Re: Strategic Direction of Nutch

Nitin Borwankar


Hi all,

First an intro. I am another Nutch newbie and am finding 0.7.2 to be
quite an effective single machine crawler.
I am not new to Java or data or the Internet. I run an email list called
'tagdb' for people interested in db problems in creating folksonomy
applications, also a blog called tagschema ( http://tagschema.com )

For completely different reasons I am interested in MapReduce (outside
the Nutch context) so I am also interested in seeing how Hadoop evolves.
Personally I see a lot of value in retaining the 0.7.2 code base while
evolving 0.8 into the medium to high end space as a *separate* code
line.
The ability to keep db formats compatible would be nice to allow reuse
of existing results but is not necessary.

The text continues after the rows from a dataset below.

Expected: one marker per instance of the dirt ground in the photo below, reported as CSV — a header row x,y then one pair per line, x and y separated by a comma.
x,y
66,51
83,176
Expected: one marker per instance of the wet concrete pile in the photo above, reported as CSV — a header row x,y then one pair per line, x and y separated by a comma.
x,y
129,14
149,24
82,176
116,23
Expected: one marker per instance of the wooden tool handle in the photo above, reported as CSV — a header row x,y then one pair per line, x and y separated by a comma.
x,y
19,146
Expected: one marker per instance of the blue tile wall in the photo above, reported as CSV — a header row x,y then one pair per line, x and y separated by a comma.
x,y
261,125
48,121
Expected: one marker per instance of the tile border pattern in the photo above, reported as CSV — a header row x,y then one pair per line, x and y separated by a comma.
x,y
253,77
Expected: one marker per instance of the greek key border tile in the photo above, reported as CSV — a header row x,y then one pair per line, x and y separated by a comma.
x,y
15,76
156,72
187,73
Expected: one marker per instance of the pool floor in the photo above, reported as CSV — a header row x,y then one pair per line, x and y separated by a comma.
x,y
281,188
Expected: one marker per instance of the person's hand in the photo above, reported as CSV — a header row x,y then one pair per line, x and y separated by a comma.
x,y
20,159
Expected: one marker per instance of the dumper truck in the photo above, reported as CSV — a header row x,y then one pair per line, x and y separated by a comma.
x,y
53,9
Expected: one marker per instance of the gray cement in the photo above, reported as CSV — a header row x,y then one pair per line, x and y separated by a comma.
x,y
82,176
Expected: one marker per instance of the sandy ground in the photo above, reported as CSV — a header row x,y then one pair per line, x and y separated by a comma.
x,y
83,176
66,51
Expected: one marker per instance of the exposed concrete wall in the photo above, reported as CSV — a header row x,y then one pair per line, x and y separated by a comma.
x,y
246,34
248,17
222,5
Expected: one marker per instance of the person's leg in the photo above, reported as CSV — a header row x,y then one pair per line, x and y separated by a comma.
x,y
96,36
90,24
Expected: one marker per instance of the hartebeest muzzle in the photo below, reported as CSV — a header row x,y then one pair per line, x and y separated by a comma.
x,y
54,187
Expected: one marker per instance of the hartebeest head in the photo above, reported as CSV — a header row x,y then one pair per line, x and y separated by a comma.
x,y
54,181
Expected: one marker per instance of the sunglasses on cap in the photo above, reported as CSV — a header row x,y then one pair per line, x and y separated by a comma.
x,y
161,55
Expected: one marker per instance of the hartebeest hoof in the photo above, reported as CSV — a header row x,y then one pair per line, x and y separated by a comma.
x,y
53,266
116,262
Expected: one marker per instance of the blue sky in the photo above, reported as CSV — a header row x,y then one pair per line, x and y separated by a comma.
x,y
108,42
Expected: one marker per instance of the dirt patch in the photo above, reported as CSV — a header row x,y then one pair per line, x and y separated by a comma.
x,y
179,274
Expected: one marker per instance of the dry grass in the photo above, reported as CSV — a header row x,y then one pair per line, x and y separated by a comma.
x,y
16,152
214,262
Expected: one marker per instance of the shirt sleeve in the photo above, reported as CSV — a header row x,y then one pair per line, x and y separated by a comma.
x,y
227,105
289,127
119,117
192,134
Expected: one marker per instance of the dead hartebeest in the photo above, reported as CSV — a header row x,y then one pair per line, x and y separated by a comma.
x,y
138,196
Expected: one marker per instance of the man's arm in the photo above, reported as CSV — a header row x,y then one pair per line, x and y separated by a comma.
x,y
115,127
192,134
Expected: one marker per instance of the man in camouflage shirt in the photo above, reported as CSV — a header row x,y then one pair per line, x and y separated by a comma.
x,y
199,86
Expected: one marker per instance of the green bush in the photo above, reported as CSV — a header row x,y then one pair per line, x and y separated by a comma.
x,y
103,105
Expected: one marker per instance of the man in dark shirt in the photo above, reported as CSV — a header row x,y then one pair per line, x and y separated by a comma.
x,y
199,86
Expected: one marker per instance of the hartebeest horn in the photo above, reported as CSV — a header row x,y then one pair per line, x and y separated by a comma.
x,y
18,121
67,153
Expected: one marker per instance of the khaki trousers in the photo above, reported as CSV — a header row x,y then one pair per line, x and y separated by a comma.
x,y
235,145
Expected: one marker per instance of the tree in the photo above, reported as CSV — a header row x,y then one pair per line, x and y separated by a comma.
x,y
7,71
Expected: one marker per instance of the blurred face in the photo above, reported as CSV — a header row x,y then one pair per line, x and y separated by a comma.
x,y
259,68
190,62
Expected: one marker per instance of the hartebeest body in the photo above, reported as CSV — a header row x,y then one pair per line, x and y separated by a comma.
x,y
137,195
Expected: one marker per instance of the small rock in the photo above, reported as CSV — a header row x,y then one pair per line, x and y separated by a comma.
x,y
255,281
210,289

As a potential developer I would like to volunteer for the ongoing
maintenance and evolution of 0.7.2 as an effective single machine
crawler.
I understand that the current developer community is more interested in
moving MapReduce based architecture forward and as I said I am also
interested in that.
But it would be a shame if the just fine 0.7.2 code was orphaned and I
would like to step forward and put my money where my mouth is.
I don't know what it would take to maintain separate versions like the
Tomcat folks do but it seems there is a need.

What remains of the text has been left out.